Vagrant story is a bit of a dark horse, it's not a game that you've probably heard of or seen on the shelves at your local games store. It's a product of Square Enix, specifically with the involvement of Yasumi Matsuno, one of my favorite game designers who has actually been involved in all 3 entries at the top of this list. It's the original "Dark Souls" of PlayStation games, requiring a lot of time investment and patience to be able to play not just effectively but at all. The combat and crafting systems were extremely intricate and frustrating, but very rewarding to learn. The story is easily a 10/10 and the sound track is still a favorite of mine across all scores ever composed.

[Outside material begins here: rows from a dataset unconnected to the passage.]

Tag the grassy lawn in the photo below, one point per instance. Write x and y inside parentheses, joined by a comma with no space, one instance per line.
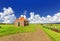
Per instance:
(10,29)
(53,35)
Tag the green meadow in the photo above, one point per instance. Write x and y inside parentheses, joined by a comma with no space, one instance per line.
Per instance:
(11,29)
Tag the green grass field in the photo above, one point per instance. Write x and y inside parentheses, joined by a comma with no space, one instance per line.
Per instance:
(55,36)
(11,29)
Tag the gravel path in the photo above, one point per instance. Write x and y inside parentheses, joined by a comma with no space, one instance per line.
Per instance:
(39,35)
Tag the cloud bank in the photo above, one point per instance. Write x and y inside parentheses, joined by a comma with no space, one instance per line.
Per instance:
(7,16)
(35,18)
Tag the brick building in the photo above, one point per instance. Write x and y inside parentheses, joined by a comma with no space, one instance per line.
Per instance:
(21,22)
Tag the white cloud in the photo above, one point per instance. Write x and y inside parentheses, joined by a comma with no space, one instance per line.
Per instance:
(48,19)
(7,16)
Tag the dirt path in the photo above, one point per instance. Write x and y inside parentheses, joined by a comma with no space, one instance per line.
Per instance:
(39,35)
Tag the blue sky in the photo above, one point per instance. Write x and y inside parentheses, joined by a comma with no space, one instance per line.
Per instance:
(41,7)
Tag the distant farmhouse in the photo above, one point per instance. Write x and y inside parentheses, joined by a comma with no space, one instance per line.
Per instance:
(21,22)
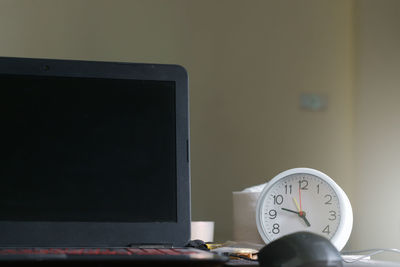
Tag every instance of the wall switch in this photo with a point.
(313, 102)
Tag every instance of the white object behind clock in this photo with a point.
(325, 208)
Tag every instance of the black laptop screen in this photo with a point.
(87, 150)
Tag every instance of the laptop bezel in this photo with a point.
(101, 234)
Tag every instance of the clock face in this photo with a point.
(298, 202)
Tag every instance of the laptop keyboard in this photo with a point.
(95, 251)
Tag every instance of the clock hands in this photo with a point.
(300, 212)
(301, 215)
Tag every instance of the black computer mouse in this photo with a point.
(300, 249)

1. Tactics Ogre: Let Us Cling Together

Tactics Ogre (Let Us Cling Together PSVita remake) is a perfect game. It has gameplay mechanics that have 100% overlap with what I like to see in a video game, which is basically a lot of micro-management. You need to invest a lot of time perfectly composing your party of dozens of characters - their skills, equipment, relationships with other party members, etc. The character development system was very detailed and flexible and a single battle could easily stretch over 20-30 minutes. The story was solid and the characters were all interesting, and the icing on the cake is a very well designed post-game "time travel" feature that let you go through all of the many possible paths of the game. The pacing is much better than Final Fantasy Tactics, which I can't stand because it takes 15 minutes to get through an ability animation.